How does it works? In any place you need to display a string that may potentially show in other language then English you just write:
And you get the required translation for this string (if available).
In 99% of cases this is good enough. However, as you can see, there is no parameter "target language". It is defined for entry application.
What happends if you need to display this string in different languages? You need to switch locale, and this operation is not thread safe. In most of cases you do not need to do this, because almost all applications will "talk" in single language that user had asked. However this is not the case of web based applications.
Certain web application allow you to display content in several languages: think of government site that should display information in three languages: Hebrew, Arabic and English. So you may need to define the translation per each session you open or use.
So, if you write a multithreaded FastCGI application that supports different languages is signle instance you can't use gettext.
My Simple Gettext implementaion
So I need an ability to read gettext translation files (.mo files) and translate strings according to the content.
Actually a translation of a single string with gettext is quite simple. I had found a simple library that does the job.
However it has significant limitation: it does not support plural forms.

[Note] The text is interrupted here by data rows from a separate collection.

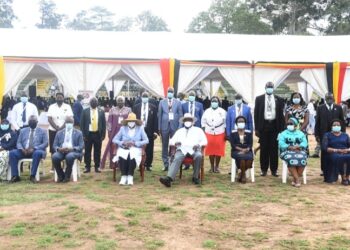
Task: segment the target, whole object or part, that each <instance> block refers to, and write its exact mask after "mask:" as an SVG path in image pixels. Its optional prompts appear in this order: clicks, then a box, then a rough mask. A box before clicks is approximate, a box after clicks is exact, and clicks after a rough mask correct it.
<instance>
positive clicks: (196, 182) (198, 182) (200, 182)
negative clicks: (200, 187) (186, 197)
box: [192, 177, 201, 185]
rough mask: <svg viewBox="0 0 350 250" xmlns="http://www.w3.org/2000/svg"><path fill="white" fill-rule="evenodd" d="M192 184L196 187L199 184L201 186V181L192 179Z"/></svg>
mask: <svg viewBox="0 0 350 250" xmlns="http://www.w3.org/2000/svg"><path fill="white" fill-rule="evenodd" d="M192 182H193V184H195V185H199V184H201V181H200V180H199V179H198V178H194V177H193V178H192Z"/></svg>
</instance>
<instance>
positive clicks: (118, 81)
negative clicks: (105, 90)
mask: <svg viewBox="0 0 350 250" xmlns="http://www.w3.org/2000/svg"><path fill="white" fill-rule="evenodd" d="M113 82H114V96H113V97H114V98H115V97H117V96H118V95H119V93H120V91H121V90H122V88H123V86H124V84H125V82H126V81H125V80H114V81H112V80H108V81H106V82H105V87H106V89H107V91H108V95H109V92H110V91H112V90H113V87H112V85H113Z"/></svg>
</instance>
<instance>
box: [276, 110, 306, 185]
mask: <svg viewBox="0 0 350 250" xmlns="http://www.w3.org/2000/svg"><path fill="white" fill-rule="evenodd" d="M298 127H299V122H298V120H297V119H295V118H293V117H292V118H289V119H288V122H287V129H286V130H284V131H283V132H282V133H280V134H279V136H278V147H279V150H280V158H281V159H282V160H284V161H286V162H287V165H288V169H289V171H290V173H291V174H292V176H293V181H292V185H293V186H295V187H300V185H301V183H300V181H299V177H301V176H302V174H303V172H304V168H305V166H306V164H307V153H306V151H307V147H308V144H307V140H306V136H305V134H304V133H303V132H302V131H300V130H299V129H297V128H298Z"/></svg>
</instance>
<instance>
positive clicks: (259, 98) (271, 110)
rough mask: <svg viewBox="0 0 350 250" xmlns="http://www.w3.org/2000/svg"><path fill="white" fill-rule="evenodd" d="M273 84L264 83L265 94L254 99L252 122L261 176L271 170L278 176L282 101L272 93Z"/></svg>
mask: <svg viewBox="0 0 350 250" xmlns="http://www.w3.org/2000/svg"><path fill="white" fill-rule="evenodd" d="M273 88H274V85H273V83H272V82H268V83H266V85H265V91H266V94H263V95H260V96H258V97H256V99H255V108H254V124H255V135H256V136H257V137H259V139H260V150H261V151H260V168H261V176H266V174H267V170H268V169H269V166H270V170H271V174H272V175H273V176H276V177H277V176H278V174H277V169H278V142H277V136H278V134H279V133H280V132H281V131H283V130H284V128H285V120H284V115H283V107H284V103H283V100H282V99H281V98H279V97H278V96H276V95H274V94H273V90H274V89H273Z"/></svg>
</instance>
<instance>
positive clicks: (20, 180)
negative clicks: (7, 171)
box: [10, 176, 21, 183]
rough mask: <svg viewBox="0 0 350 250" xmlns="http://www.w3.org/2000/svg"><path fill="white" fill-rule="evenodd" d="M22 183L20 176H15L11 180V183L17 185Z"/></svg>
mask: <svg viewBox="0 0 350 250" xmlns="http://www.w3.org/2000/svg"><path fill="white" fill-rule="evenodd" d="M19 181H21V178H19V176H13V177H12V178H11V180H10V183H15V182H19Z"/></svg>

Lets assume you want to use "ngettext" and display following
printf(ngettext("The article was published one day ago", "This article was published %d days ago",n),n);
So in Hebrew you expect to see
המאמר פורסם לפני יום אחד
המאמר פורסם לפני יומיים
For two days (pair)
המאמר פורסם לפני 5 ימים
For n in range of 3--10 days and finally:
המאמר פורסם לפני 20 יום
For n that higher then 10.
Translation files includes this information as a "C" equation that calculates and index of the string. In case of English it would be:
n==1 ? 0 : 1
And the translations id will be 0 for single and 1 for plural.
In case of Hebrew it will look like
n==1 ? 0 : (n==2 ? 2 : (n>10 ? 3 : 1))
When index 0 defines single, 1 plural, 2 pair and 3 plural for count higher then 10.
Thus in order to support ngettext functionality correctly, I had to implement a parsing and compilation of simple C expression to C++ function (some kind of lambda function) and then use it in order to fetch correct strings.
I implemented these in a simple C++ library that can transparently use both GNU gettext and my thread safe implementation.
I called it transtext. It is part of templates project, but actually the code is independent and can be compiled externally.
Another advantage of this library, that you can actually get an access to a function that calculates a plural expression, so if you want to store pointers messages instead of performing hash based lookup you can do this.
There are several limitations on this library:
- It does not support encoding convertion yet, so if the encoding of the ".mo" file and the encoding of target text is different, this will not work.
- It does not implement full path lookup in order to find translation files as GNU gettext does.
- No support of d(n)gettext and dc(n)gettext (but this is not really required in case of thread safe implementation).
The library API is C++ API, but it can be easily wrapped with C functions for any needs of C projects.